Direct observation, photo-identification, acoustic tracking and animal-borne cameras are used to study the population and spatial dynamics, feeding and social behaviour and identification of critical habitats. 78 sharks have been acoustically tagged and their movements recorded on 35 Vemco VR2 monitors. Days at liberty ranged from 1 – 975 days with a mean of 228 days providing valuable information over consecutive seasons. White sharks are present year-round in False Bay, highlighting the importance of the bay for South Africa’s white shark population. However, distinct seasonal trends in habitat utilization within the bay were identified. White shark presence is highest at the seal colony from May – September where sharks prey on young of the year Cape fur seals. We have also determined that white sharks are present year-round close to shore in Cape Town with a peak from October – December. We have tagged 13 sharks within 2 km from shore ranging in size from 1.6 – 5 meters. Over 50 % of tagged animals from Seal Island were recorded within 1 km from shore. Despite this high shark presence, there was a single negative interaction between sharks and people recorded in 2007 in the area. On the other hand, this behaviour increases their vulnerability to being caught accidentally by shore-anglers or as by-catch in demersal shark long lining activities in the area. In collaboration with National Geographic Society, crittercams were once again attached to white sharks. This footage and data will be used to determine the fine-scale habitat use and feeding and social nature of white sharks.
In Cape Town white sharks are responsible for the majority of bites on water users. Although relatively rare, shark bites that result in human injury or death potentially threaten protective measures through the reluctance of the public to support shark conservation, the possible implementation of culling programmes and illegal hunting. Furthermore, shark bites can negatively impact on local business and tourism. A unique programme was adopted by Cape Town in 2004 to find a middle ground between white shark conservation and the concerns of the public. During 2005 – 2007, 483 shark sightings were recorded at popular beaches demonstrating the programme is an effective warning system. Recently Alison was appointed the Director of Research for the Shark Spotting Programme and together with the Save Our Seas Shark Centre will integrate research findings and shark sightings to get a clear understanding of white shark coastal presence and try and build a better relationship between coastal communities and sharks.

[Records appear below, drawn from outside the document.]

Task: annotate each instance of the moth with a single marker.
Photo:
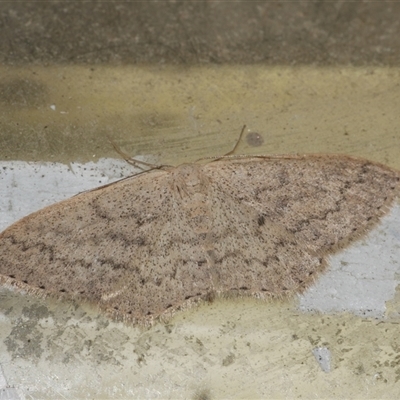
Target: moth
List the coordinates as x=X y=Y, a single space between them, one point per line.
x=159 y=241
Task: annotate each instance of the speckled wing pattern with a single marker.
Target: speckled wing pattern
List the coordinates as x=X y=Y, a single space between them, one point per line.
x=150 y=244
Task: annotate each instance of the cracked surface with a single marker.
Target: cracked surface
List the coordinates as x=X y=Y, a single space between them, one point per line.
x=153 y=243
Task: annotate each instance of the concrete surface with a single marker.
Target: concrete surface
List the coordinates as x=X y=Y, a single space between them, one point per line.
x=176 y=81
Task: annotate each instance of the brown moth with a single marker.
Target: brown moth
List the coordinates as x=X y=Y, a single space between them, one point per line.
x=158 y=241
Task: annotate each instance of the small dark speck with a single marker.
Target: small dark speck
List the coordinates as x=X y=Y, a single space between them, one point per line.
x=254 y=139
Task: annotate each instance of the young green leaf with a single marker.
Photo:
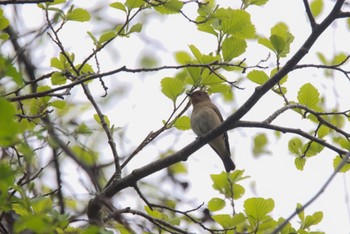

The project has received considerable international attention again in 2008 featuring on CNN Anderson Cooper 360º for their Planet in Peril Series, ABC Nightline (US), RTL Television (Germany), The Underwater Channel and local prime time news programmes eTV and SABC. It was the cover feature of the Smithsonian Magazine in June 2008 and featured in National Geographic Kids Magazine, Envirokids Magazine and numerous news articles. Alison was also the recipient of a VR100 special grant from Vemco Ltd. Research findings were published in the Journal Animal Behaviour in October 2008 and presented at the Southern Africa Marine Science Symposium held in Cape Town and presentations given at the Save Our Seas Shark Centre, Iziko Museum and UCT.